If you bring an acoustic guitar to a bonfire I’m going to assume it’s for fuel.
Calm down shouty museum man. I think it’s pretty obvious that I know how to ride a dinosaur skeleton.
You know you’re an adult when you’ve injured yourself sleeping
(Cargo pants filled with tater tots) “How many do I need to get an Xbox?”
“Sir, that’s not how Toys for Tots works.”
“FALSE ADVERTISING!”
I’ve always wanted to rewrite history but couldn’t decide on the font..
I’m already scared
me texting friend: ooh what happened?!
friend: *sends elaborate voice note *
me to myself: guess I’ll never know
My laptop is like my sex life, the data is corrupted.
What do Kermit the Frog, John the Baptist, and Vlad the Impaler have in common?
Same middle name.
Fun like a LinkedIn notification
5 Stages of Girl Scout Cookie Season:
1. Denial
2. Anger
3. Bargaining
4. Depression
5. 436 boxes of Thin Mints
mechanic: i’m gonna have to replace your brakes
me: with what
take me down to the paranoid city where the grass is hidden cameras and the girls are all talking about me.
BEYOND burger!
IMPOSSIBLE burger!
UNFEASIBLE burger!
LITERALLY UNFATHOMABLE burger!
burger THAT SHOULD NOT BE!
AFFRONT TO GOD AND CREATION burger!
I knew my gf was going to dump me so i set up a profile called “Add Profile” on her Netflix account and 3 yrs later i’m still watching
I HAVE A LITTLE MERMAID BAND-AID UNDER MY EYE CAUSE I’M IN A GANG NOW.
Dogs are the most loyal, protective creatures on the planet unless someone near you has food and then lol you’re on your own.
If you love someone, tell them.
If they make a throat slash motion when they see you coming, it’s probably not reciprocated.
TIMMY: What’s that, girl?
LASSIE (echoing from the bottom of a well): *bark bark bark*
TIMMY: You say you’re aware of the irony of the situation?
[seafood restaurant]
CHEF: where are my shellfish?!
ME: *sneaking Prawn Solo and Luke Sidewalker out the door* quick, the rebel alliance needs you
My husband wants me to seek help with my substance abuse problem.
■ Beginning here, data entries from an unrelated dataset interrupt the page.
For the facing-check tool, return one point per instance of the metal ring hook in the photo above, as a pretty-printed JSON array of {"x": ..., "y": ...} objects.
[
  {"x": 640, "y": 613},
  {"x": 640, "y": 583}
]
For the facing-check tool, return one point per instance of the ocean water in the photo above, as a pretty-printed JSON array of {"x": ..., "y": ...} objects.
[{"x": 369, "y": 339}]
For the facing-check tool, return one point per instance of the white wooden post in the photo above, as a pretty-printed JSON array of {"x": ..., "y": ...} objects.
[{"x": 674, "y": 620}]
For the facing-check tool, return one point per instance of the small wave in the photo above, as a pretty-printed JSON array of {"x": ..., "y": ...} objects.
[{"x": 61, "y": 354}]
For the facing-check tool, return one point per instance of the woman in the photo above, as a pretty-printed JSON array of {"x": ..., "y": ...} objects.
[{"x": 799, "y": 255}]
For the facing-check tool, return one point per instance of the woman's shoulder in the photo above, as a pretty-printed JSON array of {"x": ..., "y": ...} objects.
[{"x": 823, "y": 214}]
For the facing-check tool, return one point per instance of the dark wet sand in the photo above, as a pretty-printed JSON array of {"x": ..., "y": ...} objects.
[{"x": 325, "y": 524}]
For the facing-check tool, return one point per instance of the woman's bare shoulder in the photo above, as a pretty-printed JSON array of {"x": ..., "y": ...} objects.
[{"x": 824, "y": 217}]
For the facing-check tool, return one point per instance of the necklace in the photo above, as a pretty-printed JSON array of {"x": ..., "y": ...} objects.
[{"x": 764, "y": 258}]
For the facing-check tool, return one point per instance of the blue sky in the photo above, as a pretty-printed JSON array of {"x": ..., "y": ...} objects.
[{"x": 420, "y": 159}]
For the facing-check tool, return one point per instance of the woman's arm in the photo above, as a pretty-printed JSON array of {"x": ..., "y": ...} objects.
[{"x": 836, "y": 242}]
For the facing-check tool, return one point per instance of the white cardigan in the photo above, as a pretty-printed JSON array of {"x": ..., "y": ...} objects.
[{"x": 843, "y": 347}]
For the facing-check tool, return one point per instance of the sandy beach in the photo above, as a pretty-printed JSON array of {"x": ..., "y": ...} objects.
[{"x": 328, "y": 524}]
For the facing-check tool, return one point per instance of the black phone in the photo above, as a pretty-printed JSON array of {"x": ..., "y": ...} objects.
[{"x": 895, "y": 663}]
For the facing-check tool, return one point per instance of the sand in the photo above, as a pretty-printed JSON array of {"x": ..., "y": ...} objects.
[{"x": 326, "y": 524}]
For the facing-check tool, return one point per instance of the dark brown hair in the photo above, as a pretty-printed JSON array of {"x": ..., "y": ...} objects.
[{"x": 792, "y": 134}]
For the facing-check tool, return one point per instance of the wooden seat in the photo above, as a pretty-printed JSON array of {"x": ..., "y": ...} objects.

I even caught him throwing away my latest Bath & Body Works coupons.
A diamond is forever, and so is my teen’s grudge against me for giving her a sister and not a brother 10 years ago.
My son asked me how diarrhea fits into God’s plan for us and I don’t think we’re going back to church anymore.
[holding my brain upside down, shaking out its pockets] gimme your serotonin nerd
“And then we’ll have the throat hole open up and a rectangle candy will drop from it. Kids will love it.” ~ Inventors of Pez dispensers.
Me: *Sitting in traffic*
Cop: Get back in your car
Girl, are you a glass of water because I think you’re about to throw yourself at me.